The decision to go back into Pike River mine was reportedly Little's alone.
Perhaps, since he was the party leader when Labour endorsed Winston Peters' typically irresponsible opportunism, the rest of them decided he could wear it. They made him Minister Responsible for Pike River Re-entry on top of the hefty portfolios of Justice, Courts, Treaty Negotiations and the intelligence agencies.

The first thing Little did was set up a new organisation, the Pike River Recovery Agency, to advise him on the safety of various mine entry methods. Last week he chose one. It looks like the same one put to the previous Government. It involves constructing air-tight chambers along the tunnel they call the drift, pumping in nitrogen to displace the methane and making the air progressively breathable.

Just as in 2013, they don't propose to go further than the point where the tunnel has collapsed about 2km in. The only difference is that five years ago this plan was reportedly estimated to cost $7.2 million. Last week we were told it will cost $36m. This is madness.

We are spending $36m on a project that will not even reach the mine proper, where the 29 men were most likely working when it exploded. We are told we are spending this money for "the families" but we only ever see or hear from three of the bereaved, Anna Osborne, Sonya Rockhouse and Bernie Monk.

They were the only three we could see on TV around Little when he made his announcement last week. They were the only three that were filmed laying wreaths on the eighth anniversary of the disaster this week. Where are the rest? One or two have made it known they would like their loved ones left in peace. All but three have probably come to terms with grief, as you do.

Osborne, Rockhouse and Monk cannot have much hope of finding human remains in the drift, where one of Rockhouse's sons was when the mine exploded and he walked out, helping the only other fellow he came across. The inconsolable trio sound more hopeful the police will find evidence for a new prosecution.

They are aggrieved that a prosecution of Pike River Coal chief executive Peter Whittall on charges under the Health and Safety Act ended in an out of court settlement in 2013. That settlement, which saw the company's insurers pay out $3.4m to the families of the 29 and to the two survivors, was eminently sensible.

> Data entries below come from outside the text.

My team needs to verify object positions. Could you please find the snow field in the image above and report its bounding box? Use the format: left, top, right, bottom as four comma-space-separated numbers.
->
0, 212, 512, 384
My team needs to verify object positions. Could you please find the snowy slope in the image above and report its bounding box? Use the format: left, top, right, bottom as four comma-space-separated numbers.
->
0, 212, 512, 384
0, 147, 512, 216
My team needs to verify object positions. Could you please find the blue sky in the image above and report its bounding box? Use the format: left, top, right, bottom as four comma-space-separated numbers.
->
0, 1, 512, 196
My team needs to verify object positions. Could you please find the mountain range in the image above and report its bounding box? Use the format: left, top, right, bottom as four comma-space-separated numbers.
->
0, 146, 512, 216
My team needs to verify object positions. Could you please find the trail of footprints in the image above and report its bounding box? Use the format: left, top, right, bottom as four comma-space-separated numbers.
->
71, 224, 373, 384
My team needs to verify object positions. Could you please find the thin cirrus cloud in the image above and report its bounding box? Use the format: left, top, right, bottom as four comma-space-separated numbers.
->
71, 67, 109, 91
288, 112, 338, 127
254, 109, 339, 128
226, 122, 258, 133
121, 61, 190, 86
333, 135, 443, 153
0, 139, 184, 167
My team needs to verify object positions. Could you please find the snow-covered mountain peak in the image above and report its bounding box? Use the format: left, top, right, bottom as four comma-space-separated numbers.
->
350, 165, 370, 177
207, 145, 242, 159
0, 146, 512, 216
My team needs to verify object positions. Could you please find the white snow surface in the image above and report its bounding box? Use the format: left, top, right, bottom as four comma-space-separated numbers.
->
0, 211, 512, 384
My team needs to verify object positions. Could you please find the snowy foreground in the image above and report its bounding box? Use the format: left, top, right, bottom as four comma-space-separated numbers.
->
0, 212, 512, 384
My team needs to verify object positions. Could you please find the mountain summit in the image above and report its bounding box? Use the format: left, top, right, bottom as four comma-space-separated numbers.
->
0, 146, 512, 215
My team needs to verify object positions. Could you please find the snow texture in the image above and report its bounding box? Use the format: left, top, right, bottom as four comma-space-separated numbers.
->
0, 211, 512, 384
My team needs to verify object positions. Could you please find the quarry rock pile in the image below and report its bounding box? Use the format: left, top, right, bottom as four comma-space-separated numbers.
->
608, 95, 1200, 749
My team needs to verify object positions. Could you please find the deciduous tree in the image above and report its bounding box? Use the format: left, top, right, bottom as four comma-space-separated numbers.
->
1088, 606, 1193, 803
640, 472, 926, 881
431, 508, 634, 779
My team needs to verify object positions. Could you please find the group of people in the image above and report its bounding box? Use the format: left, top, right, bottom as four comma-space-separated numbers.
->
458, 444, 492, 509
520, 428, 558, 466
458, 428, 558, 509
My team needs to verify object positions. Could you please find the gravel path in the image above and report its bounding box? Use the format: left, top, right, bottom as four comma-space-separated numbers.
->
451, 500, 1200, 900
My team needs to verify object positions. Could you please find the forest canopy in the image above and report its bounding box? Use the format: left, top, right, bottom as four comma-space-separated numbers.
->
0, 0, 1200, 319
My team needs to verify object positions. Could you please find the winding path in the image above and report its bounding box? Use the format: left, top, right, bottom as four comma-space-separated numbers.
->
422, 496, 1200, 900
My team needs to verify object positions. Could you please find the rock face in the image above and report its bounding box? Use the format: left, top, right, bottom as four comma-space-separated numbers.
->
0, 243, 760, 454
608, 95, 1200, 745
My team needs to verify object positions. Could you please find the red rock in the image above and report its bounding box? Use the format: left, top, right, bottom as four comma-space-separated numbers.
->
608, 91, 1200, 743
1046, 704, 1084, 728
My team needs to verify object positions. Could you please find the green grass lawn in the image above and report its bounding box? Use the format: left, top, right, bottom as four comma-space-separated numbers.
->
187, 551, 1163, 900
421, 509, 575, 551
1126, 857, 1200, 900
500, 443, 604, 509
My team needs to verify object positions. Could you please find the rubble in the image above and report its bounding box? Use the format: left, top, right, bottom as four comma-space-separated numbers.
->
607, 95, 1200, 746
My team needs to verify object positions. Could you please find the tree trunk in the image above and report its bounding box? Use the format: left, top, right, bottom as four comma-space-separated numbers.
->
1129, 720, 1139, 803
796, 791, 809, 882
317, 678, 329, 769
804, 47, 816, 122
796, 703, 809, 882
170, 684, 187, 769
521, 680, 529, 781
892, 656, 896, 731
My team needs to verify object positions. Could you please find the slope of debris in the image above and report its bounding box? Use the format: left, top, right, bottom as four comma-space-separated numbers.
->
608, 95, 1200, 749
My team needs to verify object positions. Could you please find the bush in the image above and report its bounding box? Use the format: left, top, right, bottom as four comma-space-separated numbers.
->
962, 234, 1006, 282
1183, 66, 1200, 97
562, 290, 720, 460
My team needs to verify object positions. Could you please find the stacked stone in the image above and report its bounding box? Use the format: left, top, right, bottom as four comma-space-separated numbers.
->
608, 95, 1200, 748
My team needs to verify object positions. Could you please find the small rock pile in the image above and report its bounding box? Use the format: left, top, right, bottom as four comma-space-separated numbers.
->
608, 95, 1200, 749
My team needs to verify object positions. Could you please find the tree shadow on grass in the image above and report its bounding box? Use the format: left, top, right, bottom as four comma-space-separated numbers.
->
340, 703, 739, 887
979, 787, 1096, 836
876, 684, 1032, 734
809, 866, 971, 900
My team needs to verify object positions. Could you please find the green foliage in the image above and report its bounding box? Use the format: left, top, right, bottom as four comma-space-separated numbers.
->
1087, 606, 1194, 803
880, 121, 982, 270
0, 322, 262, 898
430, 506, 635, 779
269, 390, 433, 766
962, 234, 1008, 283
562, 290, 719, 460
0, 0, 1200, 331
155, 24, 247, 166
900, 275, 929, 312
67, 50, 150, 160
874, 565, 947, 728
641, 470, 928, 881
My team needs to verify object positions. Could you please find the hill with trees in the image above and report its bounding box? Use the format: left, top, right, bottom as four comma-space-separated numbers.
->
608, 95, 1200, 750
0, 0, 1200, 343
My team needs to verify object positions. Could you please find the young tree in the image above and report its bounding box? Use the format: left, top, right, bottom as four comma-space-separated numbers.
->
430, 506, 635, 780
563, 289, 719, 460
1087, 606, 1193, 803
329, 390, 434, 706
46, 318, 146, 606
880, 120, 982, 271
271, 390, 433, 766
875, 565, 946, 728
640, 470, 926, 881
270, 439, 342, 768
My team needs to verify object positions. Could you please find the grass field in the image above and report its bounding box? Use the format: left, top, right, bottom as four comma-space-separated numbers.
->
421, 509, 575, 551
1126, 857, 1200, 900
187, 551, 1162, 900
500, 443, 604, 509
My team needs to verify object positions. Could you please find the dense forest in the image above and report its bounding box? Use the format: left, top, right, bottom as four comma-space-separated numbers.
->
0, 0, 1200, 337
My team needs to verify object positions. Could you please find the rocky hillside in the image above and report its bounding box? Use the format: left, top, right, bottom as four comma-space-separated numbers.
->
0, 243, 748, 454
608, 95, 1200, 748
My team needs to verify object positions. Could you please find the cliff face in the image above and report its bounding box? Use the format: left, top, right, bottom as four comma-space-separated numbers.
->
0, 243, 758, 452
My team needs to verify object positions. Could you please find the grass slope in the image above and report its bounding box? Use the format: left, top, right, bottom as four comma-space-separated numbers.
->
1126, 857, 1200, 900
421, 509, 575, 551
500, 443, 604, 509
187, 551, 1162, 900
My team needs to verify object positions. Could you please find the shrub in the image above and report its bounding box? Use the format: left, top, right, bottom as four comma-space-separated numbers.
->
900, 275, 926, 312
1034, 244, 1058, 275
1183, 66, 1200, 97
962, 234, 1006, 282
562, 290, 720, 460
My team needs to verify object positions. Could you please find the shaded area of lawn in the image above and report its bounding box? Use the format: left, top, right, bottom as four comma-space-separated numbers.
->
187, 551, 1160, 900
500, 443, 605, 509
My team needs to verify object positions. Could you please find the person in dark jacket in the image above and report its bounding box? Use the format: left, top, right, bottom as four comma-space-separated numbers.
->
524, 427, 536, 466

It was one of those deals lawyers do when both sides know the evidence against the accused is open to endless challenges and the case could run for months to the benefit of nobody but themselves. It is hard to imagine there is better evidence to be found among the debris in the drift to warrant this ridiculous expense.

How has a $7.2m re-entry plan become $36m anyway? Maybe it is just what happens when you set up a stand-alone agency to do a job previously done from a desk in a department. The PRRA website introduces a chief executive, chief operating officer, chief of staff, a communications adviser, a family reference group liaison officer, a principal staff officer ...

"Safety is paramount," they all say. If you listened closely last week, they're not definitely going further than a second chamber, a trifling 170m into the 2km tunnel. Beyond that, they say, it might not be safe. In other words, nothing has changed but the bill.